Version: » 7.x-1.x-dev
rfay’s picture

Shoot, got lost in time.
Here's the D7 version from #22 as a testable patch.

Status: Needs review » Needs work

The last submitted patch, examples.d7_node_access_example_comments.patch, failed testing.

rfay’s picture

Status: Needs work » Needs review
StatusFileSize
new18.42 KB

And wow, I've been behind so long that this is a -p0 patch. #22 rerolled here as a git patch. This looks like some pretty serious improvements!

rfay’s picture

Here's #29 again with minor changes - removing trailing spaces.

Mostly, I wanted to change "new in Drupal 7" type verbiage to "was introduced in Drupal 7" so it's not already out of date as we commit it to the D8 version.

I'd say this is good to go, if there are no objections.

rfay’s picture

Status: Needs review » Fixed

OK, I didn't hear objections.

Committed to D7: 80041a7
D8: 15bb86c

Thanks so very much. Hope you'll come back and play again Mile23 :-) Your contributions are much appreciated.

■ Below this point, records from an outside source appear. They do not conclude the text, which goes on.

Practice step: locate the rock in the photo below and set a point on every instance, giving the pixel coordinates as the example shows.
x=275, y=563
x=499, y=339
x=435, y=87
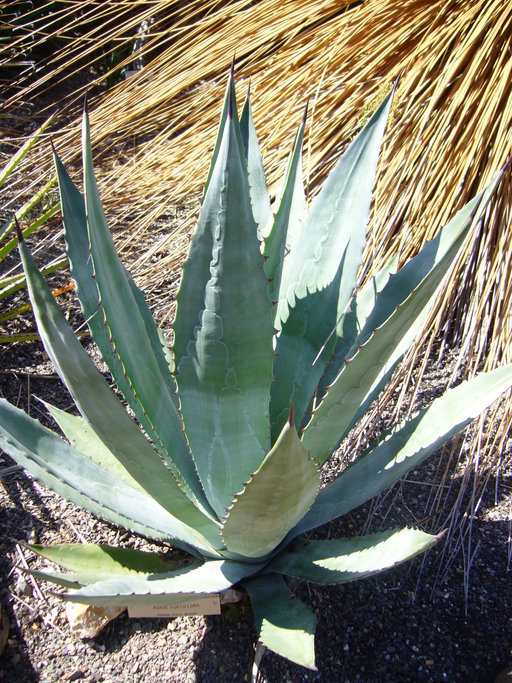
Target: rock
x=504, y=676
x=87, y=621
x=4, y=629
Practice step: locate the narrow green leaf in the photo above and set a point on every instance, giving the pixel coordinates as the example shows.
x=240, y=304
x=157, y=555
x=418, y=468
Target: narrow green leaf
x=406, y=446
x=285, y=624
x=102, y=409
x=302, y=355
x=350, y=559
x=319, y=275
x=224, y=370
x=260, y=198
x=64, y=580
x=376, y=352
x=211, y=577
x=289, y=216
x=335, y=229
x=77, y=246
x=352, y=323
x=277, y=496
x=72, y=475
x=92, y=562
x=130, y=337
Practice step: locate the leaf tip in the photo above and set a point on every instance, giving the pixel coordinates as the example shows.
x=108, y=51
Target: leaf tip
x=19, y=232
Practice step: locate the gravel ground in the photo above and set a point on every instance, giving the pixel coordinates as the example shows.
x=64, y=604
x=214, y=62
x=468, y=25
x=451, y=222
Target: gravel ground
x=410, y=624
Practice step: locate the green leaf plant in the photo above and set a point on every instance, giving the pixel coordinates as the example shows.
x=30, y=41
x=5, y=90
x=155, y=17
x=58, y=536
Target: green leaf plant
x=276, y=356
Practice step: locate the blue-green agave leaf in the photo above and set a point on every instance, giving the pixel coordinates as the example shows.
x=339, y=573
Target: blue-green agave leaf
x=319, y=275
x=376, y=351
x=77, y=246
x=277, y=496
x=260, y=199
x=90, y=562
x=406, y=446
x=350, y=559
x=73, y=476
x=148, y=379
x=290, y=212
x=103, y=411
x=335, y=228
x=352, y=323
x=285, y=624
x=224, y=370
x=211, y=577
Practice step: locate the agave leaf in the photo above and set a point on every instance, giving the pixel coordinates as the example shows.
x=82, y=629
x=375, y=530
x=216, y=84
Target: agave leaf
x=376, y=351
x=99, y=561
x=260, y=198
x=300, y=359
x=224, y=370
x=350, y=559
x=406, y=446
x=228, y=104
x=73, y=476
x=277, y=496
x=285, y=624
x=77, y=246
x=84, y=439
x=335, y=228
x=352, y=323
x=319, y=275
x=211, y=577
x=148, y=379
x=99, y=405
x=69, y=580
x=88, y=563
x=287, y=224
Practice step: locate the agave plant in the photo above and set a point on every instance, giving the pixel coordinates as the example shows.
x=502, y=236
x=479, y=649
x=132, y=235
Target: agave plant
x=276, y=355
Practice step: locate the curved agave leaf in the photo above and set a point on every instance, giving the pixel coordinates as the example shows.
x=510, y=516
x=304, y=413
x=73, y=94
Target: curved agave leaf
x=224, y=370
x=73, y=476
x=90, y=562
x=350, y=559
x=406, y=446
x=148, y=379
x=376, y=352
x=277, y=496
x=260, y=198
x=352, y=323
x=285, y=624
x=211, y=577
x=335, y=227
x=106, y=415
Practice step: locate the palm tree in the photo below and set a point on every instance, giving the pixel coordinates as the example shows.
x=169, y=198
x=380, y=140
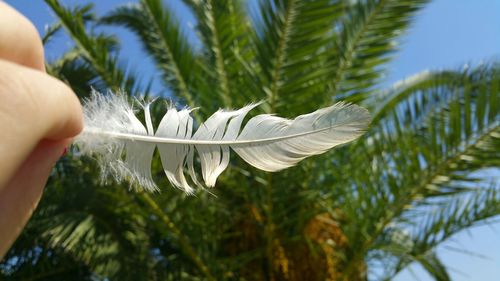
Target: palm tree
x=386, y=201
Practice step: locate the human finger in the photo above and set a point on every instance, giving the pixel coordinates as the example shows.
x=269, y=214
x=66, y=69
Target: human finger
x=19, y=39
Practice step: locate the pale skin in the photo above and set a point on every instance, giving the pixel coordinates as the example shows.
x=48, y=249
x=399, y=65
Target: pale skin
x=39, y=115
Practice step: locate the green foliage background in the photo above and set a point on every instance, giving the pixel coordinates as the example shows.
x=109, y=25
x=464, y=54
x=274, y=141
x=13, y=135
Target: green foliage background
x=409, y=184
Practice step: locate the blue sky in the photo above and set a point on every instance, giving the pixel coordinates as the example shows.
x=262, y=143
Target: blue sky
x=446, y=34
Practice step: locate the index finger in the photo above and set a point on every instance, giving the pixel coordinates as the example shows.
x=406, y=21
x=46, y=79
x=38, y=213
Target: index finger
x=19, y=40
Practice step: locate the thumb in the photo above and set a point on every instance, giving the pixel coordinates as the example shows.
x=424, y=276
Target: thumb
x=20, y=197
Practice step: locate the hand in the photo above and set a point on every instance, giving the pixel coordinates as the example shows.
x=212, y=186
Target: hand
x=38, y=117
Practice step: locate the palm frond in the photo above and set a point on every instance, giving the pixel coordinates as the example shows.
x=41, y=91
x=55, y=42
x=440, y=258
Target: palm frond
x=364, y=44
x=95, y=49
x=290, y=43
x=163, y=38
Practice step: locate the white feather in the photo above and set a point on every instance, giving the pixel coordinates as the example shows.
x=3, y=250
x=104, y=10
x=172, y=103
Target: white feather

Status: Fixed » Closed (fixed)

Automatically closed -- issue fixed for 2 weeks with no activity.

mile23’s picture

Version: 7.x-1.x-dev » 6.x-1.x-dev
Status: Closed (fixed) » Patch (to be ported)
mile23’s picture

Status: Patch (to be ported) » Fixed

Backported D7 docblock comments to D6, with minor changes to reflect differences in code functioning. (D6 doesn't have view vs. edit distinction, for instance.) Changed the grant names from 'example' and 'example_author' to 'node_access_example' and 'node_access_example_author'.

And committed: http://drupalcode.org/project/examples.git/commitdiff/29aa395423795ab2ce...

Yell and scream if this is the wrong way to go. :-)

rfay’s picture

@Mile23++

Note that D7 made significant changes to the node access system.

mile23’s picture

Well if I explained it incorrectly, give a shout and I can fix it.

Status: Fixed » Closed (fixed)

Automatically closed -- issue fixed for 2 weeks with no activity.